Why mental health should top the business agenda as the UK gets back to work

The latest virtual, Milton Keynes Business Leaders Partnership (MKBLP) event touched upon a subject which has resonated highly throughout the COVID-19 crisis and lockdown period – mental health.

Guest speaker Jon Manning, CEO of Arthur Ellis: Mental Health Support, incited frank discussions among the group of Milton Keynes business leaders during an online event, following his candid account of his own personal experience with mental health. 

With mental health highly tipped to be the next pandemic, Jon stressed the need for Milton Keynes businesses to upskill their employees and create Mental Health First Aiders in a bid to mitigate mental health issues as people return to work. 

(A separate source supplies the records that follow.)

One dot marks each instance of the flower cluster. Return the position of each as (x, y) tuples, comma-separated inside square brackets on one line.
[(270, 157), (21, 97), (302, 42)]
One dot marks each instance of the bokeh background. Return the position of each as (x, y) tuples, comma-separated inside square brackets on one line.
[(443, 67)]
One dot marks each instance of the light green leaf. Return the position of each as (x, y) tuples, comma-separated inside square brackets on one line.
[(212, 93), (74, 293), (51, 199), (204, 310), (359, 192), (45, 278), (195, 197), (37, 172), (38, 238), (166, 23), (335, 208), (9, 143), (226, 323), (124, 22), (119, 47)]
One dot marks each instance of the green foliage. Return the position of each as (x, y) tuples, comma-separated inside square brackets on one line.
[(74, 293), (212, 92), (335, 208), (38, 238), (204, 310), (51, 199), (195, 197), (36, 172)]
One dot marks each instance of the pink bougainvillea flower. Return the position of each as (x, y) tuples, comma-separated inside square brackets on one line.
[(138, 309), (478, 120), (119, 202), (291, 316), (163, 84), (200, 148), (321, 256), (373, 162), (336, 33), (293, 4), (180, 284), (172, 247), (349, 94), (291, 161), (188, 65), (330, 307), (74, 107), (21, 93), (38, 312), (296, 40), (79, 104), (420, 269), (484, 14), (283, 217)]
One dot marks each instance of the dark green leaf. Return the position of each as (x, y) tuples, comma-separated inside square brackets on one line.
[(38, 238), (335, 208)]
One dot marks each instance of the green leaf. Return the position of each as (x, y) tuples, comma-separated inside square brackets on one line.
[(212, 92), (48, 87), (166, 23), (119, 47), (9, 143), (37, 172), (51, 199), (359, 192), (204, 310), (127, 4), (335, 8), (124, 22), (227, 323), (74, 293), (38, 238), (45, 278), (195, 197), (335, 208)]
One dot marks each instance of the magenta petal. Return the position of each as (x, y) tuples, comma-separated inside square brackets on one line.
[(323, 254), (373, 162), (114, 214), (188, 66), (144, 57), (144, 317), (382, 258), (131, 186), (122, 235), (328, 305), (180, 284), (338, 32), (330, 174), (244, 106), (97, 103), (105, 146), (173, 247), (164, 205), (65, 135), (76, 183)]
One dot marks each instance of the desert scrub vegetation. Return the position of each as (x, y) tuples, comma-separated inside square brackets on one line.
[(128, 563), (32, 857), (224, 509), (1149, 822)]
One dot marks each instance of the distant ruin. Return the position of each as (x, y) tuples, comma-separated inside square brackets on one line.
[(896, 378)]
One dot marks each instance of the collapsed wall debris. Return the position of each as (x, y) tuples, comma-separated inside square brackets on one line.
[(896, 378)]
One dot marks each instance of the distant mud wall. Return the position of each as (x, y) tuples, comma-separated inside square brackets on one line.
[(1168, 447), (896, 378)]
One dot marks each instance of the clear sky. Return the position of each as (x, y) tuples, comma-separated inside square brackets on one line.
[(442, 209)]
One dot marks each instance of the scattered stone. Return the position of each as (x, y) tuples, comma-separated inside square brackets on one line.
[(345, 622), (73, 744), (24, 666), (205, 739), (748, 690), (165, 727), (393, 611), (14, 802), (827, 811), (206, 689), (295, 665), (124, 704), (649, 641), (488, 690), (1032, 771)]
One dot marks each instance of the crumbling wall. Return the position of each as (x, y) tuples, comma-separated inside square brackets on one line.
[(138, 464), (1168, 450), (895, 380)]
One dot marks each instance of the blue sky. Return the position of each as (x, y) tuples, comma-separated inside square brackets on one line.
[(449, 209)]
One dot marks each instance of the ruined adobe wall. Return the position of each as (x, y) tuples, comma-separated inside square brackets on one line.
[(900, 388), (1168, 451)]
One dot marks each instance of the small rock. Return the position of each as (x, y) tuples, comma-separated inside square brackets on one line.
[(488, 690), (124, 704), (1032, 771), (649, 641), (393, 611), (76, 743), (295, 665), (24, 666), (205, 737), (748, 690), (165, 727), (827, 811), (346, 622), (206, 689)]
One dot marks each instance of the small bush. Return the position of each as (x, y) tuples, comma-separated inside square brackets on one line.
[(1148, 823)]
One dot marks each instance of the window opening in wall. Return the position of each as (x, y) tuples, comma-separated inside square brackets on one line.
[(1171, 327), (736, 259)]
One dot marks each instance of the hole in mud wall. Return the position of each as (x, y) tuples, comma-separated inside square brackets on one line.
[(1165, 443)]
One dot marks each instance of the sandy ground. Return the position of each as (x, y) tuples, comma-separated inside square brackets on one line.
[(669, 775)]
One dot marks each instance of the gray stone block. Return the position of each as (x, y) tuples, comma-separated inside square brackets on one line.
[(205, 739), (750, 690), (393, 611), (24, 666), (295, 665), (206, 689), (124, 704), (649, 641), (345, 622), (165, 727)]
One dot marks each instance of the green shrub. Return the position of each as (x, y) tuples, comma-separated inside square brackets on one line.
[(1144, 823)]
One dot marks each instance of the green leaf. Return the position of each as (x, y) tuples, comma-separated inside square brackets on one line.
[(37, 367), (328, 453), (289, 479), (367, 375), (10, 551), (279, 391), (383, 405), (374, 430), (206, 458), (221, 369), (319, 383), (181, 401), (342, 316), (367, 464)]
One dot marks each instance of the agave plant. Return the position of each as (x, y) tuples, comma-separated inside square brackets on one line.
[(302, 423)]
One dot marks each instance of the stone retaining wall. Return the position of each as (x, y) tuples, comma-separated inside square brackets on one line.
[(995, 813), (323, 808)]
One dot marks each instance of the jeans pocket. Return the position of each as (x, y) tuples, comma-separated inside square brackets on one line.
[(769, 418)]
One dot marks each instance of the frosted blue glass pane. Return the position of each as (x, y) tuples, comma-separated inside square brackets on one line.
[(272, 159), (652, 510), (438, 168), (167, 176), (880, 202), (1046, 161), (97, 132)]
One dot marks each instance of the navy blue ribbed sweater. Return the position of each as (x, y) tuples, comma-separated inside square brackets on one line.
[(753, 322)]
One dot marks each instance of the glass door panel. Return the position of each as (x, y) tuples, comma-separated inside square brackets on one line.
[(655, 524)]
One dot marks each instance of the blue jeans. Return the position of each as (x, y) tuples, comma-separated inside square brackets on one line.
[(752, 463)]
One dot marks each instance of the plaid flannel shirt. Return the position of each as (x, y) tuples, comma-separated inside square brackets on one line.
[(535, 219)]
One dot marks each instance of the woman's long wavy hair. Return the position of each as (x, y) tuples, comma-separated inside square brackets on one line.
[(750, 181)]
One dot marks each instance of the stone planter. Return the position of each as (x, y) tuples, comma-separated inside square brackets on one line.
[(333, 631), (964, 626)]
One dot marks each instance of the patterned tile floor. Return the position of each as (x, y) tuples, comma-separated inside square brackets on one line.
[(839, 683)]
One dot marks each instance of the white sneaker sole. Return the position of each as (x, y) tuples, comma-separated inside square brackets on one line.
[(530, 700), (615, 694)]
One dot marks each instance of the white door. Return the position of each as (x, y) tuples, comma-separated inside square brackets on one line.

Sharing tips on how business leaders can prudently bring furloughed staff back into the workplace Jon stressed the need for new working routines to be embraced: “Employers have a duty of care to transition the fear that many employees will be feeling into trust. Throughout this period it is vital that while communication is continued, there needs to be an understanding that workers will have changed, and a period of adjustment needs to be factored into the return to work as employees reconnect.”

Pre-COVID, 77% of employees had reportedly experienced some form of mental health issue, with one in six suffering diagnosable conditions. However, 75% of these will not have been given access to support. 

These statistics are set to be exacerbated in the wake of the pandemic and Jon discussed the need for business to not only build in good mental health strategies but to offer training in emotional literacy so employees are not only equipped to deal with their own issues, but to spot the signs in their colleagues.

Driven by the frustration of not receiving adequate support during his experience led Jon to form Arthur Ellis, named after his grandfather, a schizophrenic who spent the majority of his adulthood institutionalised due to the lack of understanding surrounding his diagnosis:

While mental health has certainly moved up the political agenda over the last 10 years, Jon cites the 4,000 young people within Milton Keynes who have a diagnosable mental health disorder but face a potential wait of a decade to receive vital support. Working with companies to improve their mental health strategies has equipped Jon and his team with the funds to support this generation and they are now currently providing support to 200 youngsters across the city: 

He said: “The revenue stream derived from the work we are doing with corporates is enabling us to drive down the time it takes for people to gain access to mental health support to just two days.”